20. Antibodies specifically binding to a neoepitope of a PTA-fragment according any one of claims 17 to 19, which do not bind a peptide according to Seq.-ID 11 to 14, or fragments of said antibodies retaining their binding specificities.

21. Nucleic acid selected form the group consisting of a) a nucleic acid sequence encoding a peptide according to any one of claim 16 to 19; b) a nucleic acid sequence which is complementary to the nucleic acid sequence under a); c) a nucleic acid sequence, which hybridizes under stringent conditions to a nucleic acid under a) and/or b) and which at maximum has a nucleic acid sequence length which is shorter than the nucleic acid sequence coding for Seq.-ID 14 and with the proviso that said nucleic acid sequence does not encode TA1 or TA11 according to Seq.-ID 11. 12 or 13; d) a nucleic acid sequence, which is degenerated with respect to said nucleic acid sequence under any one of a) to c); e) a derivative and/or fragment of a nucleic acid sequence under any one of a) to d) with the proviso that said nucleic acid sequence does not encode TA1 or TA11 according to Seq.-ID 11 , 12, or 13; f) a nucleic acid sequence according to a), b), c), d) or e) further comprising at least one non-PTA nucleic acid sequence; and/or g) a nucleic acid sequence according to f), wherein said at least one non- PTA nucleic acid sequence is a sequence for labelling of the nucleic acid sequence.

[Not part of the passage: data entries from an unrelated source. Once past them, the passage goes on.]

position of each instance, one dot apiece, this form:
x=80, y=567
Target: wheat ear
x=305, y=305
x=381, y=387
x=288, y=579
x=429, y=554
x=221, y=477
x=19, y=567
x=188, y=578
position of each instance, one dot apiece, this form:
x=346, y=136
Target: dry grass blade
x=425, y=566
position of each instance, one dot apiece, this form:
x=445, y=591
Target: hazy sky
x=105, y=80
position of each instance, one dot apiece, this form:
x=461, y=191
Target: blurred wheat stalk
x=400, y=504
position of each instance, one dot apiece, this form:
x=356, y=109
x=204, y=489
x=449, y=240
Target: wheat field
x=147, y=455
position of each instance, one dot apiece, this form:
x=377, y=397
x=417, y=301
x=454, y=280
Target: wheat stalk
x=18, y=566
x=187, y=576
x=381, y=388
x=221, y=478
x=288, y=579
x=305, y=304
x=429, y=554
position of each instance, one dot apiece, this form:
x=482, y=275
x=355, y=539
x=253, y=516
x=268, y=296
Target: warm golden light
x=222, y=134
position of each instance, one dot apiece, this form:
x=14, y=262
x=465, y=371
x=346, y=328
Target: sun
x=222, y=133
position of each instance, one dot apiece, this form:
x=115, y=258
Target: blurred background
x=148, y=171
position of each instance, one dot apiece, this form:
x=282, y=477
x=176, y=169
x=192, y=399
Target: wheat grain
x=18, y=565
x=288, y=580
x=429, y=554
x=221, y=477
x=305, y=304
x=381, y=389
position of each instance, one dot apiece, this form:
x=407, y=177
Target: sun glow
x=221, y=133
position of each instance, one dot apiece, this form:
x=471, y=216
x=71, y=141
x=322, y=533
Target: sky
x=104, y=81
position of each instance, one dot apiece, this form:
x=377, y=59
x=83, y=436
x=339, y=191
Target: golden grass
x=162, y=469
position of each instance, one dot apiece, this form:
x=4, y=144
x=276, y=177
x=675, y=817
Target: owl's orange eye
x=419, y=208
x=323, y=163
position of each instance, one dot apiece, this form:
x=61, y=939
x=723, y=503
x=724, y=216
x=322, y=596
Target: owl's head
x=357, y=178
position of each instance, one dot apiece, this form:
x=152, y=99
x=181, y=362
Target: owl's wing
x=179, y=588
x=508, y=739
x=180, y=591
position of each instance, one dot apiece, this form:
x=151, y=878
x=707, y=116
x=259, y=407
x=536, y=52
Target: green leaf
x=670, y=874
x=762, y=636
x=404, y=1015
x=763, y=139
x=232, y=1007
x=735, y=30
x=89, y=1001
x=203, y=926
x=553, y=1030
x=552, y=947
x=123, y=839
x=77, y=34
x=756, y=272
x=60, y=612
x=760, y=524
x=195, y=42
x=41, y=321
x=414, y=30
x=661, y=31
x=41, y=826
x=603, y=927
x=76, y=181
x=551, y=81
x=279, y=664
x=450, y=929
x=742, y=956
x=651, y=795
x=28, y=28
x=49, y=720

22. The nucleic acid according to claim 21 further comprising a label, which label is not a nucleic acid sequence.

23. A test kit comprising a) a peptide according to claim 16 to 19; and/or b) antibodies or fragments of said antibodies according to claim 20; and/or c) a nucleic acid according to claim 21 to 22; and instructions how to use said test kit for a method according to any one of claims 1 to 12 or instructions how to use said test kit for a use according to claim 13 to 15.

24. Use of a) a peptide according to any one of claims 16 to 19; and/or b) antibodies or fragments of said antibodies according to claim 20; and/or c) a nucleic acid according to claim 21 or 22 for the manufacture of a test kit according to claim 23.

25. Use according to claim 24 for the manufacture of a test kit for diagnosis of a disease selected from the group consisting of breast cancer, colon cancer, central nervous system cancer, prostate cancer and ovarian cancer.